Machine learning is one of the newest technologies that is poised to make significant changes in the way companies conduct their business. Machine learning refers to computer technology that relays intelligent output based on algorithmic decisions made after processing a user’s input.
While still in its infancy, machine learning has already started being rolled out to consumers through different applications, such as Apple’s Siri, Amazon’s Alexa, and Microsoft’s Cortana, among others. Apart from voice, the technology is used to process image data (e.g. Facebook’s facial recognition technology) and text data (e.g. Google’s machine-assisted language translation).
Machine Learning and Translation
Various reports indicate that advanced machine learning systems will leave translators out of work in the near future. However, while there has been a significant improvement in neutral machine translation (NMT), the technology still has a long way to go before it can match human translations.
Below are some common problems of machine translation:
i) Quality issues
Quality is one of the biggest challenges for machine translation. Context is an important component of understanding a language. Unfortunately, no computer software can process the context of a language, which is critical for accurate translation.
Words can have different meanings in different languages. A computer program does not understand context, especially in complex situations, and cannot come up with an accurate translation of the meaning.
ii) Lack of feedback
Alexa and Siri do a good job of impersonating self-thinking intelligence software. However, in reality, they are not self-thinking, and have many problems when interacting with the end user. The same applies to the various translation software programs available on the market.
For example, when you want to launch a product or service in a foreign market, you will not be able to collaborate or get feedback from the software on the best way to convey your message to your target audience. In the best case scenario, using software to translate content for a new market would be a gamble.
iii) Lack of creativity
Mastering a language requires thousands of hours of exposure and practice. Some subject matter can be translated decently through machine intelligence. However, the translation software cannot master the language, which requires a lot of creativity.
Your language has to be creative to drive the point home either to your target audience or clients in foreign markets. Only a human translator that understands the foreign market can help you come up with creative ways of conveying your message through content.
iv) Lack of sensitivity
The culture of a country is partly reflected through its language(s). The values and norms of a country determine how people communicate with each other. Without having background knowledge and experience with the culture, it is impossible to know the meaning conveyed by specific words in the culture.
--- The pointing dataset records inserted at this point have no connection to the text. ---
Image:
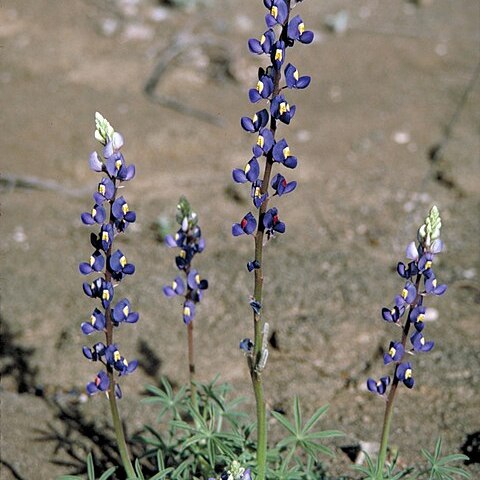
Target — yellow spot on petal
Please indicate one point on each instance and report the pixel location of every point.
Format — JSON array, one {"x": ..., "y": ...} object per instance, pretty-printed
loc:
[{"x": 284, "y": 107}]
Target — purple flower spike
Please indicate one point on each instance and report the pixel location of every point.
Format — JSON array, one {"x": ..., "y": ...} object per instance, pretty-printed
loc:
[
  {"x": 249, "y": 173},
  {"x": 188, "y": 311},
  {"x": 265, "y": 142},
  {"x": 97, "y": 215},
  {"x": 257, "y": 195},
  {"x": 247, "y": 225},
  {"x": 119, "y": 265},
  {"x": 281, "y": 109},
  {"x": 404, "y": 374},
  {"x": 176, "y": 288},
  {"x": 95, "y": 163},
  {"x": 271, "y": 222},
  {"x": 281, "y": 153},
  {"x": 105, "y": 191},
  {"x": 195, "y": 282},
  {"x": 280, "y": 185},
  {"x": 106, "y": 236},
  {"x": 431, "y": 286},
  {"x": 409, "y": 294},
  {"x": 122, "y": 313},
  {"x": 264, "y": 45},
  {"x": 278, "y": 12},
  {"x": 96, "y": 263},
  {"x": 100, "y": 384},
  {"x": 263, "y": 89},
  {"x": 96, "y": 323},
  {"x": 419, "y": 343},
  {"x": 254, "y": 124},
  {"x": 394, "y": 354},
  {"x": 417, "y": 317},
  {"x": 379, "y": 387},
  {"x": 294, "y": 80},
  {"x": 277, "y": 54},
  {"x": 296, "y": 31}
]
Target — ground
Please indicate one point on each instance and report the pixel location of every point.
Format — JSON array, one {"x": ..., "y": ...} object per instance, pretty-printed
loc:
[{"x": 399, "y": 80}]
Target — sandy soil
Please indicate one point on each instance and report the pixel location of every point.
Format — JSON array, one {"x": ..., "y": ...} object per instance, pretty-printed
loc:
[{"x": 382, "y": 94}]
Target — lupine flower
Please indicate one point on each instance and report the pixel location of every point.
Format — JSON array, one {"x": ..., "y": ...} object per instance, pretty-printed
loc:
[
  {"x": 379, "y": 386},
  {"x": 294, "y": 80},
  {"x": 394, "y": 354},
  {"x": 278, "y": 12},
  {"x": 121, "y": 312},
  {"x": 247, "y": 225},
  {"x": 278, "y": 54},
  {"x": 263, "y": 89},
  {"x": 422, "y": 258},
  {"x": 188, "y": 311},
  {"x": 96, "y": 264},
  {"x": 249, "y": 173},
  {"x": 419, "y": 343},
  {"x": 264, "y": 45},
  {"x": 100, "y": 384},
  {"x": 96, "y": 323},
  {"x": 265, "y": 142},
  {"x": 281, "y": 153},
  {"x": 417, "y": 316},
  {"x": 96, "y": 215},
  {"x": 296, "y": 31},
  {"x": 113, "y": 265},
  {"x": 405, "y": 375},
  {"x": 190, "y": 241},
  {"x": 281, "y": 109},
  {"x": 258, "y": 121}
]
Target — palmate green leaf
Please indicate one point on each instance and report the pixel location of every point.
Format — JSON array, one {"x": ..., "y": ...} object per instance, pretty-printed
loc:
[
  {"x": 108, "y": 473},
  {"x": 90, "y": 467}
]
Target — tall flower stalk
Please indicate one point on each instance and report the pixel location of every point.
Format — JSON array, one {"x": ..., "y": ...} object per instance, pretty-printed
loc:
[
  {"x": 112, "y": 214},
  {"x": 420, "y": 282},
  {"x": 190, "y": 242},
  {"x": 282, "y": 32}
]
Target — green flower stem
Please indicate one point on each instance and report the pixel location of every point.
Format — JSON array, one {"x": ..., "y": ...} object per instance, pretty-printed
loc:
[
  {"x": 191, "y": 366},
  {"x": 117, "y": 425},
  {"x": 258, "y": 324},
  {"x": 387, "y": 419}
]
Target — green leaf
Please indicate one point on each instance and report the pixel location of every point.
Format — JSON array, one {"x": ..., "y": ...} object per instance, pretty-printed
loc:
[
  {"x": 108, "y": 473},
  {"x": 90, "y": 467}
]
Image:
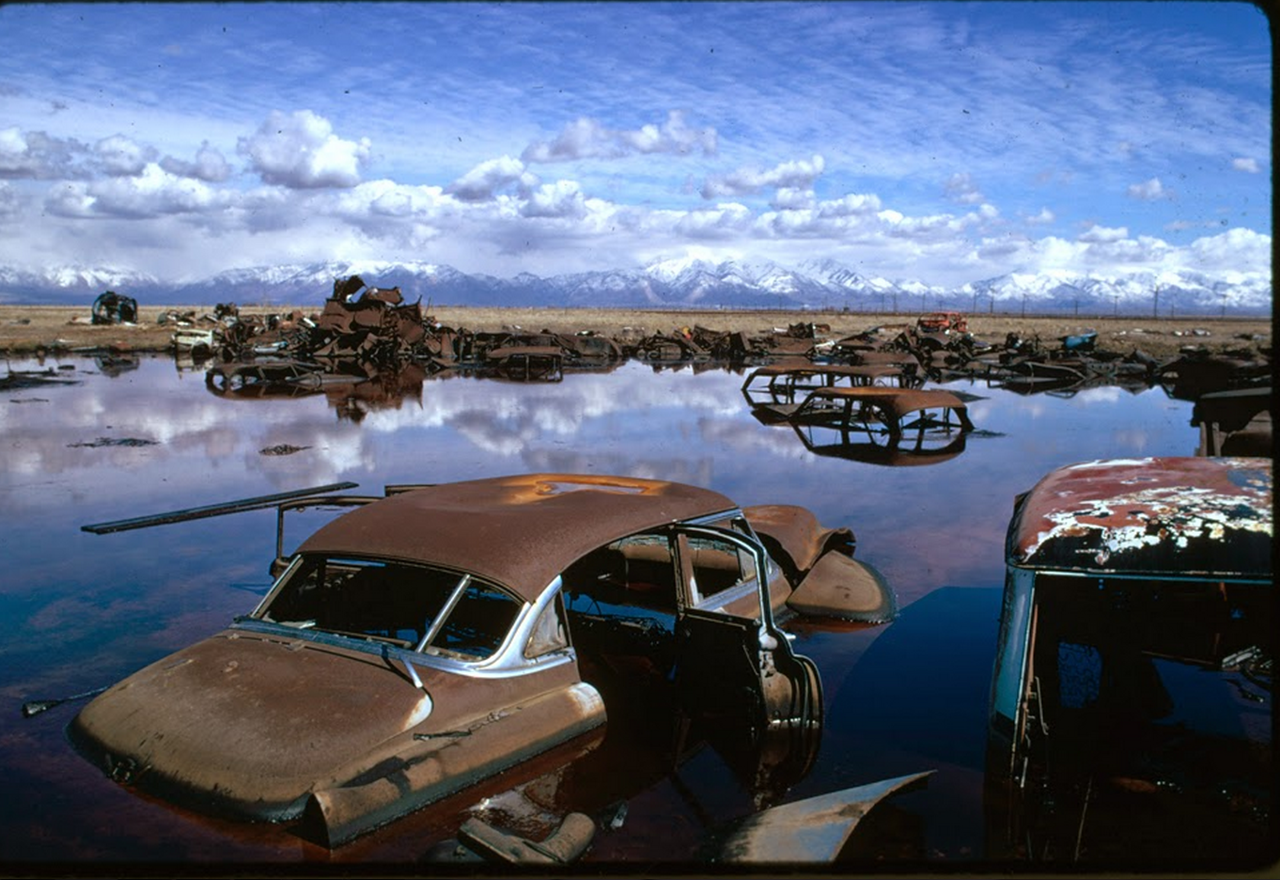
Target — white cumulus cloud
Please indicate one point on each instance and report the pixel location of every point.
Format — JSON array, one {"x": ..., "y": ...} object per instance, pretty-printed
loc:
[
  {"x": 1097, "y": 234},
  {"x": 209, "y": 165},
  {"x": 483, "y": 182},
  {"x": 300, "y": 151},
  {"x": 1147, "y": 189},
  {"x": 798, "y": 174},
  {"x": 122, "y": 156}
]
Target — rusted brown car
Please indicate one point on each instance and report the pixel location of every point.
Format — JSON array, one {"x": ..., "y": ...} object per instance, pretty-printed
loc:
[
  {"x": 440, "y": 635},
  {"x": 1132, "y": 697}
]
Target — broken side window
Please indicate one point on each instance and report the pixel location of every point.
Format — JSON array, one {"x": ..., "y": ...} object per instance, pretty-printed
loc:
[
  {"x": 549, "y": 633},
  {"x": 621, "y": 605},
  {"x": 478, "y": 624},
  {"x": 717, "y": 565}
]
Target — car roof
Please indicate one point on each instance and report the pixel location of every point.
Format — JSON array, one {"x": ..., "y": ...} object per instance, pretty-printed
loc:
[
  {"x": 1159, "y": 516},
  {"x": 519, "y": 531}
]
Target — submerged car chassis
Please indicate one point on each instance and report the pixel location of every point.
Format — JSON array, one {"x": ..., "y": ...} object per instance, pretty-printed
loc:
[{"x": 439, "y": 635}]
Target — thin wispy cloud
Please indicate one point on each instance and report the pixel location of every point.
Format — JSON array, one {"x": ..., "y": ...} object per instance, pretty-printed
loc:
[{"x": 946, "y": 142}]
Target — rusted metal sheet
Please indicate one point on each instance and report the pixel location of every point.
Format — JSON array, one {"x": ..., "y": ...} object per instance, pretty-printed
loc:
[
  {"x": 114, "y": 307},
  {"x": 520, "y": 531},
  {"x": 844, "y": 587},
  {"x": 1235, "y": 422},
  {"x": 1148, "y": 514},
  {"x": 813, "y": 830},
  {"x": 433, "y": 768},
  {"x": 794, "y": 535}
]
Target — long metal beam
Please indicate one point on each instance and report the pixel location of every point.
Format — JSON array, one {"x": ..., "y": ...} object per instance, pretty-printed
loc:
[{"x": 213, "y": 509}]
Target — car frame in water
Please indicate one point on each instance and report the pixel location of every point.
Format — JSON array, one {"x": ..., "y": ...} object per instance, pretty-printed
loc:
[
  {"x": 1132, "y": 699},
  {"x": 438, "y": 636}
]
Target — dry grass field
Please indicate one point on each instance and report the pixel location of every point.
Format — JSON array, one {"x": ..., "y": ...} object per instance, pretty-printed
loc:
[{"x": 28, "y": 329}]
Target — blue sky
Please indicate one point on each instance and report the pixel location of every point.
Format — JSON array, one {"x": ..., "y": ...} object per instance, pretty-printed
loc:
[{"x": 937, "y": 141}]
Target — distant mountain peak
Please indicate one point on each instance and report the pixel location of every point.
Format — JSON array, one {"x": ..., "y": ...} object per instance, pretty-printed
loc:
[{"x": 685, "y": 282}]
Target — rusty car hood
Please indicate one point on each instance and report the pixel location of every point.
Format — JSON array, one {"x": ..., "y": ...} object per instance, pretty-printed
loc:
[
  {"x": 1174, "y": 516},
  {"x": 256, "y": 722}
]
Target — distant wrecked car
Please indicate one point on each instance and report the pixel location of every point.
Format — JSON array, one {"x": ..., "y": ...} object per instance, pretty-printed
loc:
[{"x": 440, "y": 635}]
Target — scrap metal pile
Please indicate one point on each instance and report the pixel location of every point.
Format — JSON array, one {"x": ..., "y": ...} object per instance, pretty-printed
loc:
[{"x": 370, "y": 334}]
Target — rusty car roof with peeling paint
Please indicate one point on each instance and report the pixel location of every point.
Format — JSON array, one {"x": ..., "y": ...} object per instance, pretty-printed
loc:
[
  {"x": 1159, "y": 516},
  {"x": 520, "y": 531}
]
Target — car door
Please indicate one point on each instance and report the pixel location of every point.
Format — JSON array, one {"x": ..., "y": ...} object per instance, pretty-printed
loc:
[{"x": 732, "y": 661}]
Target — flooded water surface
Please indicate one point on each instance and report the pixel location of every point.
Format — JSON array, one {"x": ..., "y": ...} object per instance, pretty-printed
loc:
[{"x": 112, "y": 441}]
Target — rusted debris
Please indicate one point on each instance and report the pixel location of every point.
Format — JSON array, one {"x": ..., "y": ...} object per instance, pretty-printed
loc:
[
  {"x": 114, "y": 307},
  {"x": 565, "y": 846},
  {"x": 1235, "y": 422},
  {"x": 919, "y": 421},
  {"x": 113, "y": 441},
  {"x": 364, "y": 330},
  {"x": 22, "y": 379},
  {"x": 282, "y": 449},
  {"x": 426, "y": 656},
  {"x": 813, "y": 830},
  {"x": 1130, "y": 701}
]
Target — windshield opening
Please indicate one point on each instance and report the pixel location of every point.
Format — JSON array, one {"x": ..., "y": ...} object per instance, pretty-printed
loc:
[{"x": 414, "y": 606}]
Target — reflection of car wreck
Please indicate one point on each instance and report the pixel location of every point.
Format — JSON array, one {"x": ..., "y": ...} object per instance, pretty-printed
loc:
[
  {"x": 775, "y": 392},
  {"x": 926, "y": 424},
  {"x": 1235, "y": 422},
  {"x": 1130, "y": 704},
  {"x": 433, "y": 638}
]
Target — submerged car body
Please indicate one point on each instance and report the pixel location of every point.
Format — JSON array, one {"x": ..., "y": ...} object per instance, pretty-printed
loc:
[
  {"x": 918, "y": 421},
  {"x": 1130, "y": 702},
  {"x": 432, "y": 638}
]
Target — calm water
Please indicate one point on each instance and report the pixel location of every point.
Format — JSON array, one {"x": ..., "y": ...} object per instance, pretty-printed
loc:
[{"x": 82, "y": 610}]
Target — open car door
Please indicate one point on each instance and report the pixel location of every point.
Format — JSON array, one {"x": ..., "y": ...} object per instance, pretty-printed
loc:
[{"x": 736, "y": 664}]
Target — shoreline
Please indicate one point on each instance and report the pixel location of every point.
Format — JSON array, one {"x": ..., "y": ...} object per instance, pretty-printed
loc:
[{"x": 35, "y": 330}]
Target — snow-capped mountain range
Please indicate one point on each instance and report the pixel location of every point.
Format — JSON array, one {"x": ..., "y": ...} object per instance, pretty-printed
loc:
[{"x": 814, "y": 284}]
Machine programs do not understand a people’s cultural values and norms. As a result, relying entirely on machine translation can lead to you delivering the wrong message to your customers. Even worse, some machine-translated words may end up being offensive to customers in a foreign market.
Businesses can get their content translated at a low cost by utilizing machine translation. However, the technology is often not the best solution. To get your content translated accurately, consider hiring a professional translation firm with expert multi-lingual staff that speaks the language of your target foreign markets.